Setting manual permissions

Multiple LDAP servers

GitLab EE can support multiple LDAP servers. Simply configure another server in the gitlab.rb file within the ldap_servers block. In the example below we configure a new secondary server with the label GitLab Secondary AD. This is shown on the GitLab login screen. Large enterprises often utilize multiple LDAP servers for segregating organizational departments.

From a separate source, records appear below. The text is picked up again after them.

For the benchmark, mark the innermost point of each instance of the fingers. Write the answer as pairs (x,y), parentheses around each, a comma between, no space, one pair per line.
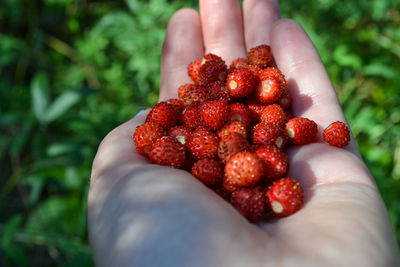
(183,44)
(258,17)
(222,28)
(308,82)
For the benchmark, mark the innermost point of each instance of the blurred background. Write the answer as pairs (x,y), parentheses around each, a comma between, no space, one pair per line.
(72,70)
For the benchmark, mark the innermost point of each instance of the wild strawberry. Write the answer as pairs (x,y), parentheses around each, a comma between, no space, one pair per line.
(167,151)
(202,143)
(260,56)
(217,91)
(164,114)
(190,116)
(229,145)
(239,63)
(285,197)
(193,70)
(214,113)
(301,131)
(243,169)
(180,133)
(145,135)
(195,93)
(241,83)
(285,100)
(232,127)
(211,71)
(337,134)
(250,202)
(256,108)
(271,86)
(208,171)
(268,134)
(274,114)
(240,112)
(275,161)
(184,88)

Multiple LDAP Servers Login

Considering the example illustrated on the image above, our gitlab.rb configuration would look like:

gitlab_rails['ldap_enabled'] = true
gitlab_rails['ldap_servers'] = {
'main' => {
  'label' => 'GitLab AD',
  'host' =>  '',
  'port' => 636,
  'uid' => 'sAMAccountName',
  'method' => 'ssl',
  'bind_dn' => 'CN=GitLabSRV,CN=Users,DC=GitLab,DC=org',
  'password' => 'Password1',
  'active_directory' => true,
  'base' => 'OU=GitLab INT,DC=GitLab,DC=org',
  'group_base' => 'OU=Global Groups,OU=GitLab INT,DC=GitLab,DC=org',
  'admin_group' => 'Global Admins'

'secondary' => {
  'label' => 'GitLab Secondary AD',
  'host' =>  '',
  'port' => 636,
  'uid' => 'sAMAccountName',
  'method' => 'ssl',
  'bind_dn' => 'CN=GitLabSRV,CN=Users,DC=GitLab,DC=com',
  'password' => 'Password1',
  'active_directory' => true,
  'base' => 'OU=GitLab Secondary,DC=GitLab,DC=com',
  'group_base' => 'OU=Global Groups,OU=GitLab INT,DC=GitLab,DC=com',
  'admin_group' => 'Global Admins'


Integration of GitLab with Active Directory (LDAP) reduces the complexity of user management. It has the advantage of improving user permission controls, whilst easing the deployment of GitLab into an existing IT environment. GitLab EE offers advanced group management and multiple LDAP servers.

With the assistance of the GitLab Support team, setting up GitLab with an existing AD/LDAP solution will be a smooth and painless process.